A rebel leader in South Sudan said Sunday that more violence is likely after talks this week with the government broke down. Hundreds have died already this year in clashes between his forces and South Sudan government troops.
"People must die so we have peace, we have democracy," George Athor told journalists in the capital of neighboring Kenya. "Sacrifices have to be made."
Athor said that representatives from South Sudan's government met with him in Kenya this week but did not agree to compensate his people, develop their area, give his group representation in the government and hold new elections for the whole country. He said his group would be satisfied with two or three ministerial positions, until new elections. Unless his demands were met, more fighting was likely, he said.

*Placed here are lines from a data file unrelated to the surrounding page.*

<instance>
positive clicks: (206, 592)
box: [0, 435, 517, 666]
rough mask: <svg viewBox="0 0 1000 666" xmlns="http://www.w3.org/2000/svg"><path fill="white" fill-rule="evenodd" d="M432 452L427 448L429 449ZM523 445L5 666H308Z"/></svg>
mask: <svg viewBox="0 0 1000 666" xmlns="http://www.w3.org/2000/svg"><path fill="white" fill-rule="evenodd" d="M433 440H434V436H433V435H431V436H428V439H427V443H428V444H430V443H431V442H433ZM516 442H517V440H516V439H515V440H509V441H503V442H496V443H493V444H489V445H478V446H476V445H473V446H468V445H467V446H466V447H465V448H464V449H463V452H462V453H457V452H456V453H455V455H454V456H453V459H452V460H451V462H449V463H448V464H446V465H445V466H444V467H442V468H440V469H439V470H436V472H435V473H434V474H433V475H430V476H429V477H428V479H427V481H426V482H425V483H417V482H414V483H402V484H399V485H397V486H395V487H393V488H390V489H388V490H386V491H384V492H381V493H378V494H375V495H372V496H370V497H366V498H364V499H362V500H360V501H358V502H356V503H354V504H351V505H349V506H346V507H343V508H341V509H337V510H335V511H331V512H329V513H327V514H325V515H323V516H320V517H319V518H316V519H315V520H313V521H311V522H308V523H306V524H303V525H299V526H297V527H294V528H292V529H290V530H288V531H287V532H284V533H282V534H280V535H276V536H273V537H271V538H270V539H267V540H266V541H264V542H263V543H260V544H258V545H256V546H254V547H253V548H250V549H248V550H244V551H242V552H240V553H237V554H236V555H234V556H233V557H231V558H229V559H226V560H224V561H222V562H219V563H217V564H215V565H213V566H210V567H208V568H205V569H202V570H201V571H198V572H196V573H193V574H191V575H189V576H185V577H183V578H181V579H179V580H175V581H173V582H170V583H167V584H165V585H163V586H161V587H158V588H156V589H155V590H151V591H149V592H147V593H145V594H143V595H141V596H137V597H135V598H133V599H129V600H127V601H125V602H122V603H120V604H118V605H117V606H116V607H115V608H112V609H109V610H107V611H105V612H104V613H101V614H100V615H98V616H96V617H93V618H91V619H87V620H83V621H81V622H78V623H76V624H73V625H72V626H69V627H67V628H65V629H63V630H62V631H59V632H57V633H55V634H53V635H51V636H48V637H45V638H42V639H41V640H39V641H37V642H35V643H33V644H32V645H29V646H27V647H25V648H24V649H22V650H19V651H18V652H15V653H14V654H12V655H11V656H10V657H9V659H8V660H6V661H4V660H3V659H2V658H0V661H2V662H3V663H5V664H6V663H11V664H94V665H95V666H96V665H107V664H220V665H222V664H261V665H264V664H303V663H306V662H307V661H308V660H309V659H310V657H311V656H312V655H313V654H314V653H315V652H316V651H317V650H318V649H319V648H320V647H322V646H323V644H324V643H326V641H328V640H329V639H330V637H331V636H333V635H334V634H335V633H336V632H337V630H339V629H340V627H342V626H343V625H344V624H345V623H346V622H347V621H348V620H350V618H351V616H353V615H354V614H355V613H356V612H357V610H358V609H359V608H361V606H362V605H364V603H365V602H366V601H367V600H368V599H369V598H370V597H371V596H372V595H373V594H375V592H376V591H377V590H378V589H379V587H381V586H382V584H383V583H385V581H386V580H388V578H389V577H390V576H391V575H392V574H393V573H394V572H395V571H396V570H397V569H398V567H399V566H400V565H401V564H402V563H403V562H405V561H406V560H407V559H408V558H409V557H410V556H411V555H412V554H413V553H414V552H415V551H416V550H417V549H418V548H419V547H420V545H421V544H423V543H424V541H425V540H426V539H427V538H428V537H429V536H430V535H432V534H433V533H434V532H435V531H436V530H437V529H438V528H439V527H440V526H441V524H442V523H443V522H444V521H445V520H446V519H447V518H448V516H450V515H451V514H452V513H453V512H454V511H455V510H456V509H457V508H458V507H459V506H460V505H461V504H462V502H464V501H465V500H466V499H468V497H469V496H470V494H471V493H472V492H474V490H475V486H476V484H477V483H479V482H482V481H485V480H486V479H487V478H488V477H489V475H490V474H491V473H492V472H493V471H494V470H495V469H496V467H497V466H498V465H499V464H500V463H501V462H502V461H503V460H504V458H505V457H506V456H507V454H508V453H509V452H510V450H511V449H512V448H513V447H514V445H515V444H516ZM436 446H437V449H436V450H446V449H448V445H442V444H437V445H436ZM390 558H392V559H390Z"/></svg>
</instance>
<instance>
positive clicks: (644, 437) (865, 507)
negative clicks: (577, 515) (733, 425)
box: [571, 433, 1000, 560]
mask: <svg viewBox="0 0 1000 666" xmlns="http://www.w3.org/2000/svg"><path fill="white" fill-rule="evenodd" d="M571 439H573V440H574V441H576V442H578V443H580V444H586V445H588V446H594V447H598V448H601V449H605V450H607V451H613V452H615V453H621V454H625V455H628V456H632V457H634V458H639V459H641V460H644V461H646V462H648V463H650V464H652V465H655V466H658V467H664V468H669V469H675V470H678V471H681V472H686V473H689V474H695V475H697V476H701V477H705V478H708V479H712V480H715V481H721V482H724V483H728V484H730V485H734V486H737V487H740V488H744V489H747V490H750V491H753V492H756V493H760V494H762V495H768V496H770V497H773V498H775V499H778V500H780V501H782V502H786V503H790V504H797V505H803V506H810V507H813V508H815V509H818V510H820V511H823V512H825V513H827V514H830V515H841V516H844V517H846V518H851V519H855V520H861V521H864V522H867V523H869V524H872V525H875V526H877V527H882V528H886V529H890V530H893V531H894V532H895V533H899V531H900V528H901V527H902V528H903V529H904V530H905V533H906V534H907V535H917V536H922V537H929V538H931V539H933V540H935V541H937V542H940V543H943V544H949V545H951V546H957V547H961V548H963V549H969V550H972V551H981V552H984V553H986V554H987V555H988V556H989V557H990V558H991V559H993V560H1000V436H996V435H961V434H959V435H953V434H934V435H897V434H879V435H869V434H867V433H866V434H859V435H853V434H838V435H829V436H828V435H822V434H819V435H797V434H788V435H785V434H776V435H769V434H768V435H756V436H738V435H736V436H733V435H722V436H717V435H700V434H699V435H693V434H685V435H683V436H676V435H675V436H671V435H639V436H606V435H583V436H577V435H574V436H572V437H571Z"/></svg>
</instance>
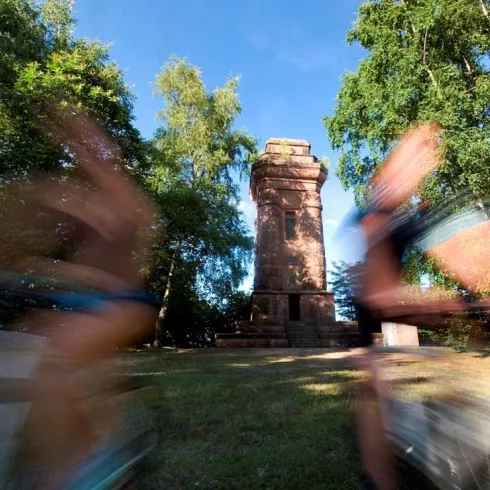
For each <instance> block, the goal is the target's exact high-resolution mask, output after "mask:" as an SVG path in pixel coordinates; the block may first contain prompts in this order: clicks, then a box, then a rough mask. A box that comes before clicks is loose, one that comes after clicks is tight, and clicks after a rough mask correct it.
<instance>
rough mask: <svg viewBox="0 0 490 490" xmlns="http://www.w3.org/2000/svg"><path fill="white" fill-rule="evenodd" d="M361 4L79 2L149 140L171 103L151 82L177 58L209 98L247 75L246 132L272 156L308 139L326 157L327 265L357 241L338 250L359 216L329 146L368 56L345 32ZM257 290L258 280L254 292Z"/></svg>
mask: <svg viewBox="0 0 490 490" xmlns="http://www.w3.org/2000/svg"><path fill="white" fill-rule="evenodd" d="M360 3H361V1H360V0H341V1H338V0H303V1H301V2H300V1H298V0H262V1H257V0H246V1H240V2H239V1H238V0H172V1H170V0H77V1H76V3H75V11H76V17H77V20H78V25H77V29H76V35H77V36H78V37H88V38H97V39H99V40H101V41H103V42H111V43H113V45H114V46H113V49H112V58H113V59H114V60H115V61H117V63H118V64H119V66H120V67H121V68H123V69H124V70H125V71H126V73H125V78H126V81H127V83H129V84H130V85H132V86H133V90H134V93H135V94H136V96H137V101H136V105H135V114H136V118H137V120H136V125H137V127H138V128H139V129H140V131H141V132H142V134H143V135H144V136H145V137H150V136H151V135H152V134H153V132H154V130H155V129H156V128H157V121H156V118H155V114H156V112H157V111H158V110H159V109H160V108H161V106H162V101H161V100H160V99H158V98H155V97H153V95H152V87H151V83H152V82H153V81H154V80H155V76H156V74H157V73H158V72H159V71H160V69H161V67H162V65H163V64H164V62H165V61H166V60H167V59H168V58H169V57H170V56H171V55H172V54H176V55H177V56H187V57H188V59H189V61H190V62H191V63H192V64H195V65H197V66H199V67H200V68H201V70H202V72H203V78H204V82H205V83H206V86H207V88H208V89H210V90H211V89H213V88H215V87H216V86H218V85H222V84H223V82H224V81H225V80H226V78H227V77H228V76H229V75H241V77H242V79H241V85H240V89H239V92H240V98H241V102H242V107H243V113H242V115H241V116H240V118H239V120H238V121H237V126H239V127H244V128H246V129H248V131H249V132H251V133H252V134H253V135H254V136H256V137H257V138H258V139H259V141H260V146H261V148H263V146H264V144H265V142H266V141H267V139H268V138H271V137H280V138H299V139H306V140H308V141H309V142H310V143H311V145H312V153H313V154H315V155H317V156H318V157H322V156H327V158H328V159H329V160H330V162H331V169H330V176H329V179H328V181H327V182H326V184H325V185H324V187H323V191H322V200H323V207H324V210H323V221H324V233H325V246H326V255H327V260H328V262H329V263H330V262H331V261H332V260H339V259H342V258H343V259H349V258H352V257H353V252H352V250H353V249H355V248H357V247H356V245H357V241H358V240H356V239H355V238H354V237H351V239H350V241H351V243H348V245H349V247H347V248H348V249H349V250H350V256H349V255H347V254H346V244H345V242H340V241H339V240H334V241H332V239H333V237H334V234H335V231H336V229H337V226H338V224H339V223H340V222H341V220H342V218H343V216H344V215H345V214H346V213H347V212H348V211H349V210H350V209H351V208H352V207H353V199H352V194H351V193H349V192H344V191H343V190H342V187H341V185H340V182H339V181H338V179H337V177H336V176H335V168H336V155H334V154H333V153H332V152H331V150H330V147H329V143H328V141H327V139H326V134H325V129H324V126H323V123H322V116H325V115H330V114H331V113H332V110H333V107H334V104H335V97H336V94H337V93H338V91H339V88H340V84H341V80H340V77H341V76H342V74H343V73H344V72H346V71H353V70H355V69H356V67H357V65H358V63H359V60H360V59H361V57H362V56H363V52H362V50H361V49H360V48H359V47H358V46H350V47H349V46H347V43H346V41H345V38H346V32H347V30H348V29H349V28H350V27H351V25H352V22H353V21H354V20H355V18H356V12H357V8H358V5H359V4H360ZM241 195H242V199H243V202H242V203H241V208H242V210H243V211H244V214H245V216H246V219H247V222H248V224H249V226H250V227H253V222H254V219H255V209H254V206H253V203H252V202H251V201H250V199H249V197H248V182H242V183H241ZM250 285H251V278H250V279H249V280H248V281H247V282H246V283H245V287H249V286H250Z"/></svg>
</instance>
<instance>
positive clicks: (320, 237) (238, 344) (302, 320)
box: [216, 139, 358, 347]
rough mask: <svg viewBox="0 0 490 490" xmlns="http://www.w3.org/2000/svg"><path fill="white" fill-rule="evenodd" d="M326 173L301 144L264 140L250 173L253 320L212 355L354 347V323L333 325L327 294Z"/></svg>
mask: <svg viewBox="0 0 490 490" xmlns="http://www.w3.org/2000/svg"><path fill="white" fill-rule="evenodd" d="M326 178H327V169H326V168H325V167H324V166H323V165H321V164H320V163H319V162H318V160H317V159H316V157H314V156H313V155H310V144H309V143H308V142H307V141H304V140H290V139H284V140H283V139H270V140H269V141H267V143H266V147H265V151H264V153H262V155H261V156H260V159H259V161H258V162H257V163H255V164H254V165H253V166H252V175H251V178H250V194H251V197H252V199H253V200H254V201H255V203H256V206H257V220H256V226H255V280H254V290H253V293H252V318H251V321H248V322H243V323H242V324H241V325H240V328H239V329H238V330H237V331H236V332H235V333H217V334H216V346H217V347H330V346H342V345H345V346H346V345H355V344H356V342H357V339H358V333H357V323H356V322H336V321H335V308H334V298H333V293H329V292H327V289H326V288H327V281H326V272H325V247H324V245H323V226H322V202H321V198H320V191H321V188H322V186H323V184H324V183H325V180H326Z"/></svg>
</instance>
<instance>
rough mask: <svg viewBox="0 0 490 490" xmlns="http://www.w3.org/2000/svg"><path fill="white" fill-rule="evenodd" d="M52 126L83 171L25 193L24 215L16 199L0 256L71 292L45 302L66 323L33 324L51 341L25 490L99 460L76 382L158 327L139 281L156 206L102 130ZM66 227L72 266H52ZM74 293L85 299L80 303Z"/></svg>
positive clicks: (29, 322)
mask: <svg viewBox="0 0 490 490" xmlns="http://www.w3.org/2000/svg"><path fill="white" fill-rule="evenodd" d="M53 120H56V121H57V122H56V123H55V122H50V123H49V129H50V130H51V131H52V133H53V134H54V135H55V137H56V139H57V140H58V142H59V144H60V145H62V146H63V148H64V149H65V151H67V152H70V154H71V155H72V156H73V157H74V158H75V160H76V162H77V164H78V168H77V170H76V171H75V174H74V175H73V176H72V177H70V178H69V179H63V180H58V181H53V180H48V179H46V180H45V181H38V182H36V184H35V185H34V186H32V188H31V189H29V191H28V190H27V189H23V190H22V192H32V194H31V195H30V196H29V198H28V199H30V201H31V202H30V205H28V206H25V205H23V203H22V204H21V203H20V202H19V201H18V200H16V198H15V197H16V194H15V192H14V193H13V194H11V196H10V197H11V199H10V203H9V204H8V205H9V206H10V208H11V209H10V211H11V215H12V216H13V218H14V221H15V220H16V219H17V223H16V226H17V236H16V233H12V232H11V230H10V238H11V239H12V240H11V242H10V245H9V246H10V249H9V250H7V251H5V250H3V251H2V252H3V253H2V254H1V258H2V261H3V262H4V263H3V264H2V268H4V269H5V268H7V269H9V270H14V271H16V272H20V273H27V274H29V275H30V276H32V274H35V275H36V276H38V277H44V276H49V277H53V278H56V279H57V280H61V281H65V283H66V284H67V286H66V289H65V290H63V287H61V289H57V290H55V291H51V292H50V293H48V296H49V297H48V300H49V301H50V302H51V303H52V304H54V305H58V306H59V308H57V309H61V310H64V312H63V313H60V311H56V312H52V313H51V312H50V313H47V314H44V315H40V314H39V313H36V312H34V313H32V314H30V316H29V317H28V320H27V321H28V325H31V326H35V327H37V328H40V329H41V330H43V327H44V329H45V330H47V331H51V332H52V336H51V338H50V340H49V345H48V347H47V348H46V349H45V353H44V355H43V358H42V360H41V362H40V365H39V367H38V371H37V375H36V384H37V388H36V392H37V393H38V396H37V397H36V399H35V401H34V403H33V404H32V409H31V412H30V414H29V417H28V423H27V424H26V429H25V431H24V435H23V436H24V439H25V440H26V441H28V446H29V447H28V453H29V459H28V463H27V470H28V471H29V470H33V471H34V474H35V475H36V476H35V477H33V478H31V481H30V482H28V483H27V485H28V486H27V487H26V488H63V483H62V482H63V481H65V480H66V478H67V476H68V475H69V474H70V472H71V471H72V470H73V469H74V468H76V467H77V465H79V464H81V463H82V462H83V461H84V459H86V458H87V457H88V456H89V455H90V454H91V453H92V452H93V448H94V446H96V445H97V444H99V442H100V441H99V440H98V439H100V436H99V435H98V434H97V430H96V428H95V426H96V425H97V424H96V423H94V422H95V421H94V420H92V419H91V415H89V414H88V413H87V411H86V410H85V407H84V406H83V403H82V399H83V394H82V393H81V388H80V384H77V373H79V372H81V371H83V370H84V369H90V368H91V367H92V366H93V364H94V363H95V362H96V361H99V360H101V359H104V358H105V357H107V356H108V355H110V354H111V353H113V352H114V348H115V346H120V345H128V344H130V343H131V342H132V341H134V340H135V337H136V336H137V335H138V329H137V327H139V328H140V329H142V328H145V327H149V326H151V325H152V324H153V323H154V321H155V319H156V310H155V301H154V299H153V298H151V297H150V296H149V295H148V294H147V293H146V292H145V290H144V286H145V284H144V281H143V279H142V277H141V276H140V274H139V271H140V266H141V261H142V260H143V258H144V255H145V254H144V251H145V248H146V247H147V246H148V245H149V236H150V233H149V231H150V230H149V228H150V225H151V219H152V217H153V216H152V208H151V206H150V205H149V203H148V202H147V200H146V199H145V198H144V197H143V195H142V194H141V193H140V192H139V191H138V190H137V189H136V188H135V186H133V185H132V184H131V183H130V182H129V180H128V178H127V177H126V176H125V175H124V174H123V172H122V171H121V170H119V169H118V167H120V166H121V163H122V158H121V156H120V154H119V152H118V150H117V148H116V146H115V144H114V143H113V142H112V141H111V140H110V139H109V137H108V136H107V135H106V134H105V133H104V131H103V130H101V129H100V127H99V126H98V125H97V124H96V123H94V122H93V121H92V120H91V119H90V118H88V117H85V116H82V115H77V114H74V113H71V114H70V113H68V112H63V113H59V114H57V117H56V118H53ZM17 199H19V196H17ZM26 200H27V199H26ZM16 211H17V212H16ZM41 216H42V219H41ZM60 222H64V223H69V224H70V227H71V233H72V237H71V241H72V242H73V243H74V247H72V248H73V249H72V251H71V254H70V256H69V257H68V259H67V260H65V261H60V260H56V261H54V260H52V259H49V258H46V257H45V256H44V253H45V250H41V249H43V247H44V248H46V247H48V248H49V247H55V246H56V245H57V241H58V240H59V237H58V236H57V232H56V228H57V223H60ZM30 226H31V227H38V228H39V227H43V228H44V229H43V230H42V233H41V234H42V236H48V239H47V242H48V244H47V245H46V243H41V242H42V240H41V241H40V242H39V243H37V244H36V243H29V244H26V243H23V237H24V235H23V233H22V231H23V229H24V230H25V229H29V227H30ZM36 247H38V250H37V251H36ZM35 252H38V253H37V254H36V253H35ZM136 252H137V253H136ZM65 283H63V282H61V284H65ZM70 285H76V286H77V287H81V288H80V291H75V293H74V291H73V290H71V287H70ZM140 332H141V330H140ZM100 375H101V372H100V371H99V372H98V376H100ZM105 401H107V400H105ZM100 408H101V411H102V406H101V407H100ZM108 418H110V417H106V421H107V419H108ZM29 422H30V423H29ZM37 470H39V471H37ZM41 474H43V475H42V476H41ZM47 475H48V476H47ZM43 477H46V478H47V479H46V480H45V481H43ZM33 480H34V481H33ZM41 482H42V483H41ZM31 485H32V486H31ZM23 488H24V487H23Z"/></svg>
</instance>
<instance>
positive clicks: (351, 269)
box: [330, 260, 362, 320]
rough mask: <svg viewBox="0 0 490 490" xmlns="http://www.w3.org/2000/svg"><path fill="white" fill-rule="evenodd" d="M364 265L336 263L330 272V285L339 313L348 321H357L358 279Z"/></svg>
mask: <svg viewBox="0 0 490 490" xmlns="http://www.w3.org/2000/svg"><path fill="white" fill-rule="evenodd" d="M361 266H362V264H361V263H360V262H357V263H354V264H352V263H349V262H345V261H343V260H342V261H340V262H334V263H333V270H332V271H331V272H330V277H331V279H330V284H331V285H332V291H333V293H334V295H335V308H336V310H337V313H338V314H339V315H340V316H341V317H342V318H345V319H346V320H357V310H356V305H355V296H356V294H355V292H356V284H357V283H356V277H357V275H358V274H359V272H360V268H361Z"/></svg>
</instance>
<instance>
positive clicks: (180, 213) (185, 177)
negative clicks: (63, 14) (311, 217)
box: [148, 57, 256, 346]
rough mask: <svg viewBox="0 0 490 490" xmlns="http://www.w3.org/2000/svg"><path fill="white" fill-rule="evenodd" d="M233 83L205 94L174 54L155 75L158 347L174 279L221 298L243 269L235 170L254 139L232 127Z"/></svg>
mask: <svg viewBox="0 0 490 490" xmlns="http://www.w3.org/2000/svg"><path fill="white" fill-rule="evenodd" d="M237 88H238V79H237V78H230V79H229V80H227V82H226V83H225V85H224V86H223V87H219V88H216V89H215V90H214V91H213V92H207V91H206V88H205V86H204V83H203V82H202V80H201V73H200V71H199V69H198V68H197V67H195V66H192V65H191V64H189V63H188V62H187V61H186V60H185V59H178V58H175V57H174V58H172V59H171V60H170V61H169V62H168V63H166V64H165V66H164V67H163V70H162V72H161V73H160V74H159V75H158V76H157V81H156V83H155V93H156V94H157V95H160V96H162V97H163V100H164V104H165V105H164V109H163V110H162V111H161V112H160V113H159V118H160V120H161V123H162V125H161V127H160V128H159V129H158V131H157V132H156V134H155V137H154V139H153V141H152V145H153V153H152V165H153V167H152V176H151V178H150V179H149V181H148V182H149V186H150V188H151V192H152V193H153V195H154V196H155V200H156V202H157V205H158V208H159V210H160V219H159V221H158V224H157V227H156V233H157V236H158V237H159V238H158V240H157V244H158V245H156V247H155V251H154V252H155V254H154V262H153V265H152V266H151V268H150V269H151V270H152V272H151V273H150V274H149V276H150V279H151V281H150V282H151V284H152V286H153V288H154V289H155V290H156V291H159V292H160V294H161V295H162V296H163V298H164V305H163V308H162V310H161V311H160V315H159V319H158V321H157V325H156V335H155V343H154V344H155V345H156V346H159V345H161V344H162V340H163V335H164V323H165V322H166V318H167V314H168V309H169V307H170V306H171V304H172V301H171V299H170V295H171V292H172V290H173V289H174V287H175V286H176V285H179V284H182V283H185V284H187V288H189V290H192V291H196V292H197V293H198V297H199V298H202V299H205V300H206V301H208V303H209V304H211V303H214V304H219V303H220V302H223V300H224V298H226V297H228V296H229V294H231V292H232V291H233V290H234V288H236V287H237V286H238V284H239V282H240V280H241V279H242V278H243V277H244V276H245V274H246V266H247V264H248V262H249V260H250V256H251V250H252V240H251V238H250V237H248V236H247V230H246V226H245V224H244V222H243V219H242V214H241V212H240V211H239V210H238V208H237V204H238V190H237V187H236V186H235V185H234V184H233V173H232V172H233V171H235V172H236V173H237V174H238V175H243V174H244V173H246V172H247V170H248V166H249V163H250V162H251V161H252V160H253V158H254V156H255V154H256V141H255V139H254V138H253V137H252V136H250V135H249V134H248V133H247V132H246V131H244V130H236V129H234V128H233V125H234V122H235V120H236V117H237V116H238V115H239V114H240V112H241V107H240V103H239V99H238V94H237ZM175 294H176V295H177V294H178V293H177V290H176V293H175Z"/></svg>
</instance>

"I believe you cannot make an omelet without breaking an egg or eggs," Athor said. "We have to defend ourselves of course because (the ruling party) SPLM will try to gain ground."
South Sudan became the world's newest country in July after citizens voted to leave northern Sudan. Athor had signed a peace deal with the government days before the January referendum, which was stipulated by a 2005 peace deal that ended decades of civil war between the two sides.
But Athor's peace deal was broken after a few weeks and around 250 people were killed in fighting between his forces and government troops. Around 60 people were killed in August in fighting between Athor's forces and the South Sudan government, which accuses him of getting help from northern Sudan.
Athor, a former high-ranking officer in the southern army when it was fighting northern Sudan, launched an insurrection after losing his bid for governor of Jonglei state. He has consistently criticized the southern leadership and is known to have strong allies within the southern army.
On Sunday, he denied receiving help from Sudan's government, which frequently backed splinter rebel groups in the civil war with the south. He also denied receiving help from Eritrea, although initially he declined to comment on the matter.
"If I ask you about your girlfriend, will you be happy to tell me?" he said to a journalist asking questions about Eritrea, indicating that he thought it was a private matter. "You cannot just go on the street telling people that I am a friend of so and so."
Hundreds of people have been killed in clashes in South Sudan this year. Some are cattle raiders, others are rebels and some died when northern Sudanese armed forces entered into disputed areas.
Analysts say South Sudan urgently needs to reform its security services to deal with the gunmen and rebel groups that roam its territory.